With more feedback from DB on what individual escape sequences should be converted into, I was able to add a lot more replace sequences to the set that I've developed for his Waterloo Script files. In the process, I noticed a need for a "Clone Transformation Item" feature, because many of the new replacement items were minor variations on old ones, with one character changed. I've now added that feature (including adding a new icon for it -- twin wands -- in the icon library dll). It seems to be working fine.
I've run the extended conversion sequence on DB's files, zipped up the results, and posted them again for him to download.
Ended up just tidying up what I'd done so far (centring images etc.); no time to get any further with it. Back next week.
The tutorial is quite densely-populated with screenshots, all of which have to be redone, so it's quite time-consuming to update it. So far, I've done the first five topics. I'll also have to add another one or two topics to cover the new scripting functionality. Should be done by tomorrow, I hope, in time to do a beta release before the weekend.
Batch operations in Transformer can be very long lists, and sometimes you just want to run a subset of the list, to test things out on a few files, or to re-convert a few files which failed previously, because of something that didn't affect the bulk of them. I've now added an option so that you can select one or more files in the list box of the batch screen, then right-click and choose to transform only those files.
The Help file is now complete for Transformer 2.0, and seems to be working fine.

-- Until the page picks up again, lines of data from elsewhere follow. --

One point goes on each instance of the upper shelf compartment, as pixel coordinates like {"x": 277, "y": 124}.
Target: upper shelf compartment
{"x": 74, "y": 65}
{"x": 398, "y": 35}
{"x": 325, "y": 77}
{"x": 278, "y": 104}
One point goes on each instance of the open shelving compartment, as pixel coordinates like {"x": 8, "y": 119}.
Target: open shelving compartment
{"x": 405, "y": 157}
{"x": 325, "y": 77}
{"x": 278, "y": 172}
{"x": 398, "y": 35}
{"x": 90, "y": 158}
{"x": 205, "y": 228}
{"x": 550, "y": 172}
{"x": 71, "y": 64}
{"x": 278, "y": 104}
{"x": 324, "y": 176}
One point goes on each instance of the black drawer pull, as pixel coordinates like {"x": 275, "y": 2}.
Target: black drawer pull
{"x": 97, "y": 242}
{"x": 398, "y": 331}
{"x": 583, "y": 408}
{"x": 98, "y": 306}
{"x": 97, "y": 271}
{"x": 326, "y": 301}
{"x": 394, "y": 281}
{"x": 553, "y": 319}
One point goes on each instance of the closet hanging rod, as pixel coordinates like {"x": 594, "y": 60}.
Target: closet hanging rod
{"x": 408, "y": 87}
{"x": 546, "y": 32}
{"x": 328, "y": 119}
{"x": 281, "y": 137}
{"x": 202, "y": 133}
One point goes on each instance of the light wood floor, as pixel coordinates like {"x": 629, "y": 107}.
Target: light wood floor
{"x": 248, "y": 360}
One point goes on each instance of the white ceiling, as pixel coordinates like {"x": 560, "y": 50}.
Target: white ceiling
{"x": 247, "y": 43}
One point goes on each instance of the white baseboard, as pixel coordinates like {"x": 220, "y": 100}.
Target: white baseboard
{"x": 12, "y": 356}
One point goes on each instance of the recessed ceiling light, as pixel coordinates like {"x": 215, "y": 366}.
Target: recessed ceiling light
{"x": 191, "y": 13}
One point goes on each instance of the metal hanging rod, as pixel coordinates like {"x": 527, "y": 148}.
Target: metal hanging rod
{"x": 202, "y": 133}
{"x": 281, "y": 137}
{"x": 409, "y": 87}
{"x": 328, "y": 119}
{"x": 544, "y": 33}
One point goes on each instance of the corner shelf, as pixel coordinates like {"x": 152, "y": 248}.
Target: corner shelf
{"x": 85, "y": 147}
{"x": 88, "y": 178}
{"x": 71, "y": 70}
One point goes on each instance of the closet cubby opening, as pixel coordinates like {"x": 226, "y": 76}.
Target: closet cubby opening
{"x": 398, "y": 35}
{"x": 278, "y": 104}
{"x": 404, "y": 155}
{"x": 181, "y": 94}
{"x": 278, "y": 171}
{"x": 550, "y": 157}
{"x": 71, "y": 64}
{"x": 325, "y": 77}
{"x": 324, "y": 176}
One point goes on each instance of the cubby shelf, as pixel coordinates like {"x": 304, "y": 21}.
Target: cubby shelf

It might need a little more indexing, and perhaps some additional help for the scripting component, but the tutorial might take care of that.
With help from the oXygen forum staff, I reinstalled oXygen 9.2 in a new folder, and removed the old folder; problem solved. It must have been caused by a file not deleted during the pre-install uninstallation of the old version.
Spent most of the afternoon documenting new features in Transformer, with screenshots, and tweaking the app where I came across something less than ideal. At the end, I wanted to do a test build of the help file, but ran into an indecipherable error with Saxon 9B running in oXygen 9.2:
Saxon 9B null
When trying to validate the XSLT stylesheet, I got this equally unhelpful feedback:
SystemID: C:\Documents and Settings\mholmes\My Documents\Borland Studio Projects\my_projects\mdhHelp\mdh_docbook_to_html.xsl Description: net.sf.saxon.style.XSLVariable.getReferenceList()Ljava/util/List;
I don't know from this whether Saxon is broken, or whether it's been updated in oXygen 9.2 to a new version which stumbles over an error it was previously happy to let slide. But this stylesheet was working under 9.1, because I used it to build the IMT Help file, and that no longer builds either. Posted a message on the oXygen forums; we'll see if anyone else has seen it. Failing that, I'll try reinstalling oXygen, and perhaps also running the transformation on other machines.
Several new code libraries had been added to Transformer since the last release, and they were lacking header information, licensing info, descriptions for the Website, etc. The Website source code and requirements page, as well as the installer are now up to date for version 2, but the rest of the site will have to be updated before I can do a release. I need to do this (a beta, perhaps) within the next three weeks.
Working on DB's files, which are numerous and for which the processing is complicated, I found I really wanted to be able to cancel a batch operation, so I've repurposed the Progress form I wrote for Markin 4 to show how the batch is going, and enable the user to press a Cancel button and stop the process. This is a great improvement for large batches. The cancel flag is checked at the end of each replace or script operation, so as long as those operations are completing in good order, it's pretty snappy.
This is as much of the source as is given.